On the other hand, Pines City Colleges (PCC) holds semestral cultural presentations involving international students while Saint Louis University established its Museum of Arts and Culture and showcasing Cordillera artifacts, the museum curator always there to give lectures to students and visitors on history and IK of CAR, study stressed. 

The University of the Philippines UP-Baguio is also a pioneer in incorporating IP studies and education in its respective curricula.

University of the Philippines, Baguio (UP) faculty members and students conduct qualitative researches of which these are disseminated through lecture series or published materials through the Cordillera Studies Center. UP-Baguio also gives emphasis on IP concerns through discussions, fora   or seminars. It also has  its  Museo Kordilyera. 

All told, universities in CAR have experienced IK integration in their curriculum.

However, the study revealed educational institutions integrating IKS in formal education encounter varied challenges, some problems like teachers facing lack of teaching materials or momentarily stonewalled with the problem of students having different indigenous knowledge. 

There’s also this clash between religion and the spiritual aspects of indigenous knowledge.  Different religious beliefs and ideologies impact change of perspectives of IPs regarding their cultural practices. Often, there is a clash of religion and culture.

For example, religion taught them that indigenous cultural practices are evil and promote paganism and respondents in the study revealed that “religion taught them that can֮ao or pattong is unholy and indigenous songs of tribal people in Cordillera are interpreted by religion as paganism.”  

These religious perspectives prevent the IP students who became respondents in the study to carry out their cultural practices. BSU faculty members who encountered such a problem have had to give them alternative requirements.

Despite the challenges, IK teachers forge ahead, comforted by the fact that education plays a significant role in transmitting culture to the next generations. Presently, school or academe is one of the best avenues in integrating cultural expressions or indigenous knowledge to students amidst modernity, migration and globalization.    

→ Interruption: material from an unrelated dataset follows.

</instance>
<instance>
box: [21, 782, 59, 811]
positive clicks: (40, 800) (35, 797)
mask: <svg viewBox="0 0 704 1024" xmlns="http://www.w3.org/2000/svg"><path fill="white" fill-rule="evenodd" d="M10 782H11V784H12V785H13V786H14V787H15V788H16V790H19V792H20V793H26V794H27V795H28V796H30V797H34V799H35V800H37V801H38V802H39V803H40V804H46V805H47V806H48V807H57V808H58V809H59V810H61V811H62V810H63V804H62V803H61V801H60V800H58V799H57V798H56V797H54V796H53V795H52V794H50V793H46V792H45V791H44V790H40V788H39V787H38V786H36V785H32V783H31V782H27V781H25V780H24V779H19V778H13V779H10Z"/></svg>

The study quoted Neil Smelser, a renowned American sociologist who said: “Education’s main function is to transmit culture. . . It also fosters change. Education walks a narrow line between conservation and innovation. It preserves cultural values and passes them from one generation to the next. At the same time, it contributes to social change by inventing new technologies and questioning traditional values.”  

It is the belief of the researchers that the advocacy to incorporate indigenous studies in the curriculum is one positive way to transmit and preserve ancestors’ cultural practices, traditions and value systems to the young generation for socio-cultural and community development.